The petition also outlines a specific instance where ChatGPT falsely stated that Congress leader Rahul Gandhi appeared on an ANI podcast, even providing a fabricated summary of the purported interview. The news agency alleges that such misattributions mislead the public and tarnish its credibility.

The broader copyright debate

The case raises important questions about the use of copyrighted content in training artificial intelligence models. LLMs like ChatGPT are trained on vast amounts of publicly available data, including articles, websites, and books, to generate human-like responses. However, as the Harvard Data Science Review noted in July 2024, these systems are not always accurate and may inadvertently misrepresent or fabricate information.

ANI argues that OpenAI’s storage and use of its content amount to perpetual copyright infringement, as the material remains in the chatbot’s memory indefinitely. Furthermore, the agency contends that the use of its content for paid subscription services exacerbates the violation, given that OpenAI’s premium plans directly monetise the output generated by its models.

Global precedents

This lawsuit is not an isolated incident. In 2023, The New York Times sued OpenAI for unauthorised use of its articles to train ChatGPT. The newspaper expressed concern that chatbot-generated summaries of current events could reduce traffic to its website, impacting advertising and subscription revenues. A December 2023 report in The New York Times stated, “When chatbots are asked about current events or other newsworthy topics, they can generate answers that rely on journalism by The Times. The newspaper expresses concern that readers will be satisfied with a response from a chatbot and decline to visit The Times’s website, thus reducing web traffic that can be translated into advertising and subscription revenue.”
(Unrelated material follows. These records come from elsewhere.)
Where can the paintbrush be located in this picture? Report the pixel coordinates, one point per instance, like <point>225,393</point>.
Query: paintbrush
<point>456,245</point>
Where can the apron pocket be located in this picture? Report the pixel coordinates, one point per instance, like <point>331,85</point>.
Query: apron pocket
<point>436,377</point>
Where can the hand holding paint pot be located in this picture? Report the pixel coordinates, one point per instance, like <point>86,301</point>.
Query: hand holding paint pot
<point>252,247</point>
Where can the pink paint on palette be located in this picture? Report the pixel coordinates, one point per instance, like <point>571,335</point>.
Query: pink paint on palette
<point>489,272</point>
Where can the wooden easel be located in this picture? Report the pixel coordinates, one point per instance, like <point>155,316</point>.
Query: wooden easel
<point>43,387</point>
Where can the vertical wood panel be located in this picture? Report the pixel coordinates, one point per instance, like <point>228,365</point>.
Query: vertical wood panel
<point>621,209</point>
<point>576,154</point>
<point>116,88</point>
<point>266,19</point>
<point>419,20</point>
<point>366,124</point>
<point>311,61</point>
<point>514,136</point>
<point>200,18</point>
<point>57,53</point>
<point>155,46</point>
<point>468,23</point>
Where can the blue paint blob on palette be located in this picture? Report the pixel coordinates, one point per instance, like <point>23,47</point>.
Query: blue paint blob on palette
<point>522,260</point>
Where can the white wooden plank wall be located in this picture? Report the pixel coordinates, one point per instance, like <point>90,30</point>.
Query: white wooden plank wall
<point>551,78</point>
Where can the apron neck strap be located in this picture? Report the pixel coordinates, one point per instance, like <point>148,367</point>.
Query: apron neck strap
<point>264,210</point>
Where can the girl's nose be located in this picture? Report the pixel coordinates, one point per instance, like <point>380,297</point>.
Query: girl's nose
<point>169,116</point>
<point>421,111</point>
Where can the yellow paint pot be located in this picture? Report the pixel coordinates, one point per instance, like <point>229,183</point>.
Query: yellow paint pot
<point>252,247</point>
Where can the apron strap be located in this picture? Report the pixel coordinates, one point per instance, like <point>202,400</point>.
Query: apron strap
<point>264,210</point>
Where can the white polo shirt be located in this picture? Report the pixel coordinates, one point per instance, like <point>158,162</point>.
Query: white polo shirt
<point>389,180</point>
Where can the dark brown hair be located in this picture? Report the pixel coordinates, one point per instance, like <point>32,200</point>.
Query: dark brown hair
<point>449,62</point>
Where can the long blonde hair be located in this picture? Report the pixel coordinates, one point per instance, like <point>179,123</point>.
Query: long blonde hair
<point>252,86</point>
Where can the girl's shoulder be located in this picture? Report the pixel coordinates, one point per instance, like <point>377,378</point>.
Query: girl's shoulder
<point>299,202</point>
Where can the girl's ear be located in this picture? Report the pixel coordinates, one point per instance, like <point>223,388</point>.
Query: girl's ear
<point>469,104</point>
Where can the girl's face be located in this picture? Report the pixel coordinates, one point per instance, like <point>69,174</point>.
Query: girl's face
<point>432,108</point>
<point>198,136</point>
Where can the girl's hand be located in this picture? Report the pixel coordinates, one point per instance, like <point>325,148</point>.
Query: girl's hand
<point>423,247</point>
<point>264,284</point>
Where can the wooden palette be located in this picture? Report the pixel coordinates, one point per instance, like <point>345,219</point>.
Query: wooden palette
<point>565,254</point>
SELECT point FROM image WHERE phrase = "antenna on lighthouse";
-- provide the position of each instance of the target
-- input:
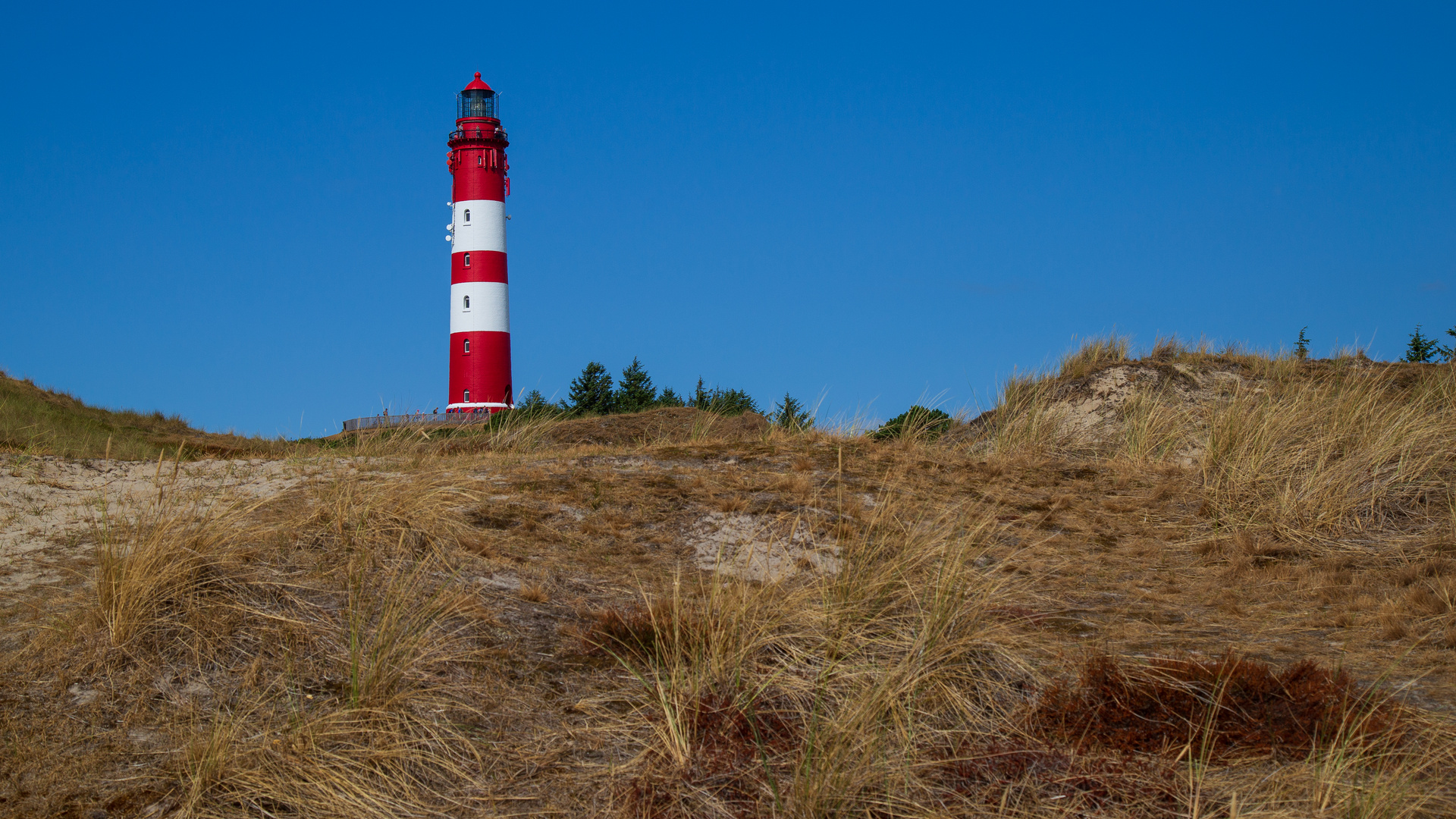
(479, 306)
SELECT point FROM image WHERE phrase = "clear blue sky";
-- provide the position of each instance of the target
(237, 212)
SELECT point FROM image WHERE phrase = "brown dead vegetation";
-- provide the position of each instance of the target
(1190, 607)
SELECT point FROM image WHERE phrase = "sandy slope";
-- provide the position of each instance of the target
(50, 506)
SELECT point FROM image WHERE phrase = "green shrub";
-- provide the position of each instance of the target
(915, 422)
(723, 401)
(1421, 350)
(1302, 346)
(592, 391)
(635, 391)
(791, 414)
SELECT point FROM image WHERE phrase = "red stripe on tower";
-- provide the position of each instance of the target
(479, 308)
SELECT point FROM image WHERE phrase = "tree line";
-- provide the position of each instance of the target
(595, 392)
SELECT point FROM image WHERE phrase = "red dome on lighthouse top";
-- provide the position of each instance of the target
(478, 101)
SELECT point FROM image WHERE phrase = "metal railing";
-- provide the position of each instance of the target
(416, 419)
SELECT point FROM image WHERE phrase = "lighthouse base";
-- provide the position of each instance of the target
(478, 407)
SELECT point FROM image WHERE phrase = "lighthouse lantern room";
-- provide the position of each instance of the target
(479, 309)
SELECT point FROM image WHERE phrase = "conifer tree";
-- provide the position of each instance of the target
(592, 391)
(791, 414)
(535, 403)
(635, 391)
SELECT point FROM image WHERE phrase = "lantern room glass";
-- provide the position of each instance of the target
(476, 102)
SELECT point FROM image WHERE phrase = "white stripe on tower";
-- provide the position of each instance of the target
(479, 224)
(479, 306)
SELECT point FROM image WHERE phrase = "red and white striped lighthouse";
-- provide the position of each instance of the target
(479, 309)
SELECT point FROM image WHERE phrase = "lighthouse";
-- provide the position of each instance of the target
(479, 309)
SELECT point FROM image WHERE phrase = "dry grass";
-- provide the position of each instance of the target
(44, 422)
(1216, 611)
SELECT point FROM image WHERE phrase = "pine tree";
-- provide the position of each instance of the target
(592, 391)
(791, 414)
(635, 391)
(533, 404)
(1420, 349)
(916, 422)
(1302, 346)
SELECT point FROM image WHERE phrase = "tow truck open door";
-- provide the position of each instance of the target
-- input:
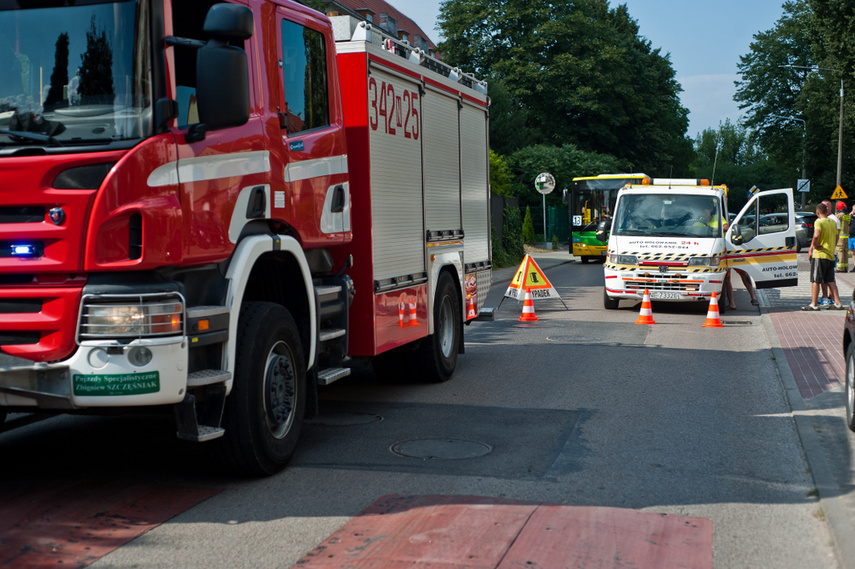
(761, 240)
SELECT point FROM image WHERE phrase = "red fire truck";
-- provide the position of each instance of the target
(218, 208)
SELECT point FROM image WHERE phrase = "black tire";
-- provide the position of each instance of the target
(849, 387)
(437, 355)
(608, 302)
(265, 409)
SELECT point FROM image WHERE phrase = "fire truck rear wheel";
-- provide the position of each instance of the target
(438, 352)
(265, 409)
(609, 303)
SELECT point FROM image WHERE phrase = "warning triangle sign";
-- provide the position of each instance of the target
(530, 276)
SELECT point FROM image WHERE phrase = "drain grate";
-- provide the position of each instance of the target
(344, 419)
(440, 449)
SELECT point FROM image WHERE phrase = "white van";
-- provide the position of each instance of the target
(671, 238)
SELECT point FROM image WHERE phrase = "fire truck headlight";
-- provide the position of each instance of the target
(136, 317)
(702, 261)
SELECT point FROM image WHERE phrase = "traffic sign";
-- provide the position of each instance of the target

Similar concerns have been raised by a group of 17 authors, including George R.R. Martin and John Grisham, who filed a class action lawsuit in September 2023 against OpenAI. The authors accused the company of illegally using their copyrighted works to train its models, as reported by CNN.

Microsoft also faced legal action from The New York Times for using its articles to train Bing’s AI capabilities. These cases collectively highlight a growing tension between AI companies and content creators over the ethical and legal boundaries of data usage.

Copyright and its legal framework

Under Indian law, copyright is a bundle of rights granted to creators of literary, artistic, and other intellectual works. The Copyright Act, 1957, protects these rights, including reproduction, communication to the public, adaptation, and translation. Infringement occurs when substantial portions of copyrighted material are used without permission, and violators can face legal action for damages and injunctions.

ANI’s petition references its exclusive rights under the Act, highlighting that it licenses its content to subscribers under strict agreements that exclude further syndication. The agency argues that OpenAI’s actions undermine these rights, amounting to unjust enrichment at the expense of ANI’s proprietary material.

The court’s decision in this case could set an important precedent for how AI models interact with copyrighted content, balancing technological innovation with intellectual property rights.